Gli obiettivi di sviluppo sostenibile dovranno essere presentati dagli Stati Membri entro il 31 dicembre 2019

L’Europa cammina verso un futuro sempre più green e sostenibile grazie all’approvazione delle nuove direttive sull’efficienza energetica e sulla governance  dell’Unione energetica, pubblicate a fine dicembre scorso nella Gazzetta Ufficiale Europea. Si tratta dei provvedimenti del Pacchetto energia pulita per tutti gli europei presentato nel 2016 dalla Commissione Ue, nel quale vengono introdotte tre novità.

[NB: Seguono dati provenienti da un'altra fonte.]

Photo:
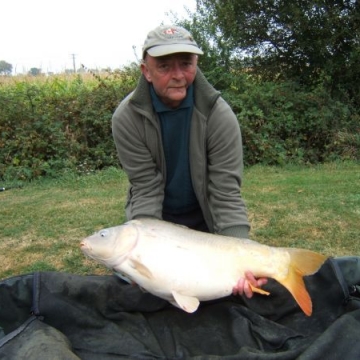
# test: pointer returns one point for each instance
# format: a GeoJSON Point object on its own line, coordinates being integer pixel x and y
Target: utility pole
{"type": "Point", "coordinates": [74, 66]}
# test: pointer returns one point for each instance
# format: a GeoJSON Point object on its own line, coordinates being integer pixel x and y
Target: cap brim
{"type": "Point", "coordinates": [163, 50]}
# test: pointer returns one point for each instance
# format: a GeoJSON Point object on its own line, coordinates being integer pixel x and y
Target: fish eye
{"type": "Point", "coordinates": [104, 233]}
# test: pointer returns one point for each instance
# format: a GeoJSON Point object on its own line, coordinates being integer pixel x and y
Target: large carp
{"type": "Point", "coordinates": [185, 266]}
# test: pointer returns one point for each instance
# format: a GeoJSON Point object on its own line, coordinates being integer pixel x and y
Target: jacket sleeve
{"type": "Point", "coordinates": [225, 165]}
{"type": "Point", "coordinates": [146, 191]}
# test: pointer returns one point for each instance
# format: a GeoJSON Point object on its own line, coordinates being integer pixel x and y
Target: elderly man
{"type": "Point", "coordinates": [180, 144]}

  • Più energia pulita: l’energia proveniente da fonti rinnovabili dovrà raggiungere il 32% entro il 2030 con un miglioramento almeno del 32,5% dell’efficienza energetica.
  • Misure nazionali che portino all’autoproduzione, consumo e vendita di energia rinnovabile da parte dei cittadini europei, valorizzando la figura del prosumer.
  • Incentivi nell’uso di energie rinnovabili nei trasporti, attraverso l’utilizzo di biocombustibile di seconda generazione (almeno il 14% entro il 2030).

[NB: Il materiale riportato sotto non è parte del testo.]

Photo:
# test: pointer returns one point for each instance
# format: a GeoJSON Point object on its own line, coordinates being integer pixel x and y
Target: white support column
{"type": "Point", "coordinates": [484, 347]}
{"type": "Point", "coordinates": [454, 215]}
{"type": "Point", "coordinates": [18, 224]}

Al fine di raggiungere gli obiettivi indicati nei provvedimenti dell’Ue, le direttive stabiliscono che ogni Stato Membro ha l’obbligo di presentare un piano decennale nazionale integrato per l’energia e il clima, il quale riporti obiettivi, contributi, misure e politiche nazionali entro il 31 dicembre 2019, rinnovandolo successivamente ogni dieci anni.

Il primo report sull’avanzamento dei piani sarà pubblicato il 15 marzo 2023, prevedendo poi ulteriori step di miglioramento dell’efficienza nel 2022, nel 2025 e nel 2027.

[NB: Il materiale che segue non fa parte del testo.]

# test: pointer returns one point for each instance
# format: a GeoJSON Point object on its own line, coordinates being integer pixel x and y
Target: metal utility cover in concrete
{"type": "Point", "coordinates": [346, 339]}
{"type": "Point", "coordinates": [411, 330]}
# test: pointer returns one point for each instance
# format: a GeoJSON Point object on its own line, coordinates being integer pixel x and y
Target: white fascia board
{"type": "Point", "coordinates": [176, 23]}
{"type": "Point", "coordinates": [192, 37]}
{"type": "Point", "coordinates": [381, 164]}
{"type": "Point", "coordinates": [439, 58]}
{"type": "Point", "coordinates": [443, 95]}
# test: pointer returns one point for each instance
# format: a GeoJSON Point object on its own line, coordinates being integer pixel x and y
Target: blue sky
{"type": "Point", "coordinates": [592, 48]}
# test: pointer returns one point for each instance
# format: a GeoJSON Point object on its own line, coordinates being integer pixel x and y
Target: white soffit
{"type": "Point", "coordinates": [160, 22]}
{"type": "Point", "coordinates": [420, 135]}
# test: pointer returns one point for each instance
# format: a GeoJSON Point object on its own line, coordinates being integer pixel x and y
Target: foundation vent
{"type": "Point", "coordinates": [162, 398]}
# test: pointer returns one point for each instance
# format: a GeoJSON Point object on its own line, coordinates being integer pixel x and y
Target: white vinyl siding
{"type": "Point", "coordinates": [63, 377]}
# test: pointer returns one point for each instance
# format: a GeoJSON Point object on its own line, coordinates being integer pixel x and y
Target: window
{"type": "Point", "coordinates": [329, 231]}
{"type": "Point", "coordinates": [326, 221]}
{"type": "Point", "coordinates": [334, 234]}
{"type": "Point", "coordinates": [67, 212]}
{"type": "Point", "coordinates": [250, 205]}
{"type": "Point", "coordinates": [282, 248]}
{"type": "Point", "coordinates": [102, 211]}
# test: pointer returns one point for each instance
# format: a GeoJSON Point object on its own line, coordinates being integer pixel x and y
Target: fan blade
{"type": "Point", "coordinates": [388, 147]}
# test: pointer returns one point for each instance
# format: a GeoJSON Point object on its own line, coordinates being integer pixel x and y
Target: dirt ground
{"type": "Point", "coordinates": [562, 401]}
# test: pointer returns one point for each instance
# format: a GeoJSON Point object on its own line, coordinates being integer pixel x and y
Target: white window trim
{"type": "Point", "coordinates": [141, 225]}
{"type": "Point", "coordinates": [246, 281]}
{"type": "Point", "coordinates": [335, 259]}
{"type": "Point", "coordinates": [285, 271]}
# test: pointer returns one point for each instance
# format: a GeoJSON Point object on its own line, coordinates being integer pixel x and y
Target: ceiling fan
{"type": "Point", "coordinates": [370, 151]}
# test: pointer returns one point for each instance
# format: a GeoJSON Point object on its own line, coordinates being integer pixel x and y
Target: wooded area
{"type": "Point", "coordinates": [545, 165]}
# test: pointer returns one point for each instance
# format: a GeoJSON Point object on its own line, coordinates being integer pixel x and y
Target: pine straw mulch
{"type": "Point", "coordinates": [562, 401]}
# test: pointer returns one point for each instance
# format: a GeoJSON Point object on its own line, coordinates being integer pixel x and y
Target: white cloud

Inoltre, il commissario Ue all’Energia e al Clima, Miguel Arias Cañete, ricorda che ormai sono stati adottati già quattro degli otto provvedimenti del Pacchetto energia, prima tra tutte la direttiva sulla prestazione energetica nell’edilizia, in vigore da luglio 2018.

Tre sono i provvedimenti ancora da approvare dall’Europarlamento e dal Consiglio Europeo: le normative e la direttiva sul market design elettrico e il regolamento sulla riforma Acer, Agenzia dell’UE per la cooperazione fra i regolatori nazionali dell’energia.